ドヤ顔で小動物の死骸を咥えてきた猫を見かけたような、とても気の抜ける感情。
「最近、話せてないなぁって思ってさ」
「さっき学校で話したばっかでしょ」
そういう事じゃないのは解っているけれど、こいつには言える限りの嫌味を言ってやらねば気が済まない。
「そんな寂しい事言うなよ〜……あ、そうだ。今度の日曜空いてるか?」
「?……まぁ、一応」
答えてから気づく。こういう輩が日曜や休日の予定を訪ねてくる時。それは……!
「じゃあさ、今度こそクラスの奴等と遊びに行こうぜ!」
「イヤだ」
即答。しかしそれも、所詮苦し紛れの抵抗だ。
「なんだよー。予定無いんじゃなかったのかよー」
拗ねたように唇を尖らせて、子供みたく文句を言う。
そんな幼馴染に、私は訳を話してやる。
「私、女子から嫌われてるみたいだから」
「えっ」
響は驚いたような声を上げる。まぁそうだろう。こいつはそういう事とは無縁に生きてきたのだから。
「えーと、……例えば誰だ?」
だから、こんなデリカシーの無い質問を投げつけてくるのだろう。
「……葛城さん」
「葛城って……リン?」
葛城鈴(かつらぎ りん)。
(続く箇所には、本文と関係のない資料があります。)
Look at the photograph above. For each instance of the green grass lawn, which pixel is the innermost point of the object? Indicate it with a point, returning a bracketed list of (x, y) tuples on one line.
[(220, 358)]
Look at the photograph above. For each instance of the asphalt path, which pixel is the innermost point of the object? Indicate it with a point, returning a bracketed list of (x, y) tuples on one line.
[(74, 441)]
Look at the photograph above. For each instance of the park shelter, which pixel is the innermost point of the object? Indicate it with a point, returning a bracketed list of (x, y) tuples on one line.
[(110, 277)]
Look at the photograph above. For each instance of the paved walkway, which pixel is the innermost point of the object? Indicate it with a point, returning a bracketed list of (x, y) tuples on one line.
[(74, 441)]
今の私のクラスの、女子グループのボス。
気が強くて、いつも率先してアタシを睨みつけてくる奴だ。
取り巻き達も、ニヤニヤヒソヒソと、不快感溢れる輩ばかりだ。
とは言ったものの、客観的に見れば、美人でオシャレなうえに芯のある性格なので、男女ともに人気のある人物であると言えよう。
正直、響にピッタリの女子だと思う。だから、早く二人の仲が進展すれば良いのに。と、いつも思っている。
と、ここまで考えてクラスの嫌な奴と、幼馴染の恋路を応援しているという新たな異常事態に気付く。本当に何なのだ、私の高校生活は。
「……一応聞くけどさ、何かされたのか?」
「直接的には、何も。時々睨みつけられたり、通りがかりに、私に親でも殺されたみたいな顔で舌打ちされるくらい。」
そんな程度のものだけど、交流のない人間にそんな態度を取られるのは精神的にキツイ。しかも、取り巻き達のクスクス声がセットなのだ。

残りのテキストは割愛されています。